GDB call stack unwinding issue with FreeRTOS

Seeing a call stack unwinding issue with ARM compiler using FreeRTOS. Based on my understanding, It seems that GDB when unwinding the call stack not finding the end of frame in the stack and still looking further which causes GDB to go into infinite to check for the end of frame in stack.

One of suggestion was to set the link register to 0 by setting configTASK_RETURN_ADDRESS to NULL. But even after this, issue is seen with ARMC6 compiler.

Appreciate any help on this…

This seems more like a question for GDB maintainers. What does the call stack look like when you put a breakpoint somewhere in main before the FreeRTOS scheduler is started? Whatever is that last function in that callstack, can you try setting configTASK_RETURN_ADDRESS to the same?

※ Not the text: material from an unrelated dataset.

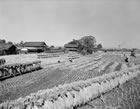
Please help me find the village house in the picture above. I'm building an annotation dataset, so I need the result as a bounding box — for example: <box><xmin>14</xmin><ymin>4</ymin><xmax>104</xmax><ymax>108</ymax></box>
<box><xmin>19</xmin><ymin>42</ymin><xmax>48</xmax><ymax>53</ymax></box>
<box><xmin>64</xmin><ymin>40</ymin><xmax>79</xmax><ymax>52</ymax></box>
<box><xmin>0</xmin><ymin>43</ymin><xmax>17</xmax><ymax>55</ymax></box>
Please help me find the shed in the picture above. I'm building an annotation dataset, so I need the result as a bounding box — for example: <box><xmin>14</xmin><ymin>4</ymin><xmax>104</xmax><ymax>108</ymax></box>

Thanks Gaurav for your response.
I tried setting configTASK_RETURN_ADDRESS to 0 but the timer task created during scheduler start goes into infinite loop of having same call stack. Hence, after sometime it gives strange call stack during debugging

It may not be a debugger issue after all. The ARM architecture provides so many obfuscating optimization possibilities that there may no discernible relationship between source and assembly code. The same phenomenon holds true on other debuggers as well. There is inlining, unfolding, tail recursion elimination, mode transitions… One thing you may want to try is build your code with optimizations disabled (-O0) and compare your stack frames. You are in for a number of surprises…

Maybe a silly question, but is the ARM toolchain compatible with your gdb ?
In other words is the gdb you’re using provided by ARM along with their compiler ?

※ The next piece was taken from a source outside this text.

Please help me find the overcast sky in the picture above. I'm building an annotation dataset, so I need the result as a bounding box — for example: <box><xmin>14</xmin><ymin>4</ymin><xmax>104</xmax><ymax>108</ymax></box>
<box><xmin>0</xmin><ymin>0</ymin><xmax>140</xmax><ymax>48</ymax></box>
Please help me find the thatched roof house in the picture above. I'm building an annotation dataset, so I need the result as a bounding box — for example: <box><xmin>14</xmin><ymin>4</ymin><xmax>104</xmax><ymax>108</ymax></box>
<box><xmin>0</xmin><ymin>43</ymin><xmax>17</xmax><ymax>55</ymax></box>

I was using -O1 optimization level for the debug build but setting it to -O0 I dont see an issue. But is it hiding some issue or for the call unwinding to work optimization level must be set to -O0?

Yes. GDB is provided by ARM along with the compiler.

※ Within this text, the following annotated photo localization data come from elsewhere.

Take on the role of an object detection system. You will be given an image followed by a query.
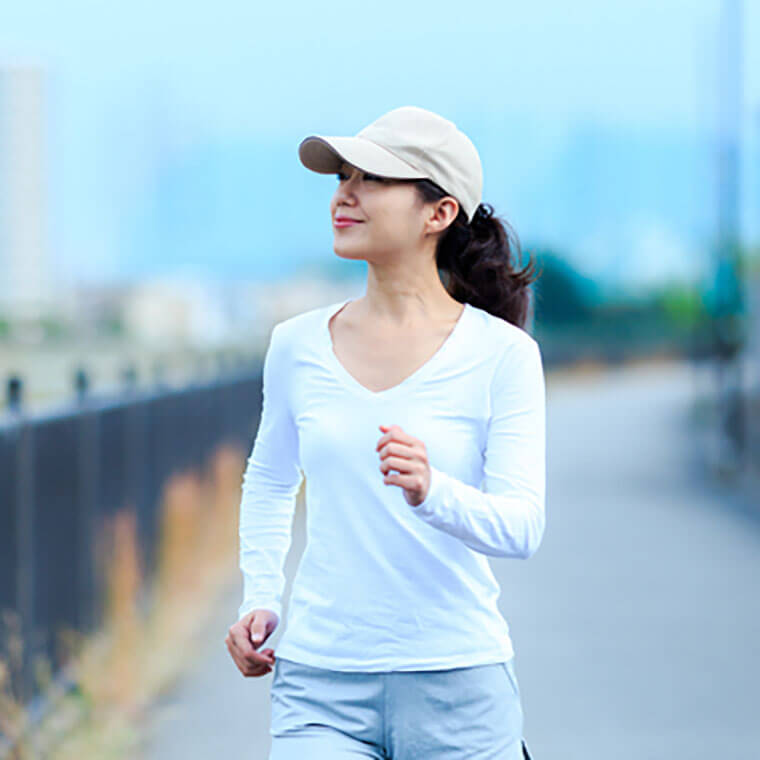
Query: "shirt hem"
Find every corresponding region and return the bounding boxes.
[273,641,515,672]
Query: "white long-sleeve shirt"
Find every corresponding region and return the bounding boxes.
[238,297,546,671]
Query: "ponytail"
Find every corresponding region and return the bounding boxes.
[414,179,540,329]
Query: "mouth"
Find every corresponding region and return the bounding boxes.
[334,218,364,228]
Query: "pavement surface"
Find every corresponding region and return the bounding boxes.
[139,358,760,759]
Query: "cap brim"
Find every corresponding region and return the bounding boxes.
[298,135,427,180]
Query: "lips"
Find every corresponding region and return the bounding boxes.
[334,216,363,228]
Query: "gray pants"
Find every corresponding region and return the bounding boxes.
[269,656,524,759]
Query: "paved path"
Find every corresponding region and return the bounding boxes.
[139,359,760,759]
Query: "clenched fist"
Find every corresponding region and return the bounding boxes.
[225,608,278,677]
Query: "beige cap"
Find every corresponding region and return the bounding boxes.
[298,105,483,224]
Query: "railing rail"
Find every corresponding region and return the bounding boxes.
[0,362,264,717]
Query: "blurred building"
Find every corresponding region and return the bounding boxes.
[122,276,240,349]
[121,274,361,350]
[0,66,54,319]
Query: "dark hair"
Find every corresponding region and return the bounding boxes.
[413,178,541,329]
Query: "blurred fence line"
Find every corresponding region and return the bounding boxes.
[0,361,264,729]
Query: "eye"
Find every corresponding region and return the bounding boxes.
[335,171,386,182]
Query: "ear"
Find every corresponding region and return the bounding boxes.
[424,196,459,235]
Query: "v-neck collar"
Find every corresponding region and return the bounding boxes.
[322,297,472,401]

Then it is exactly the issue mentioned by @RAc.

It is common to build code with no optimization for debugging as it ensures better relationship between source and the generated assembly. Unless, you trying to debug an issue that only happens with optimization enabled, it is okay to keep optimization turned off for debugging.

okay. The reason of not going with complete optimization disabled is it consumes more code space and has an issue of fitting into the hardware. Hence, we used -01. But I still have a question does call stack unwinding have relation with the optimization level?

yes, it does. Under different optimizations, the call stack may be very very different. “Unwinding” as in “a debugger trying to determine the call sequence and matching it against source code” becomes a very challenging and error prone issue for a debugger.

-Og could be a good compromise supported by GCC. If the image still fits into your target.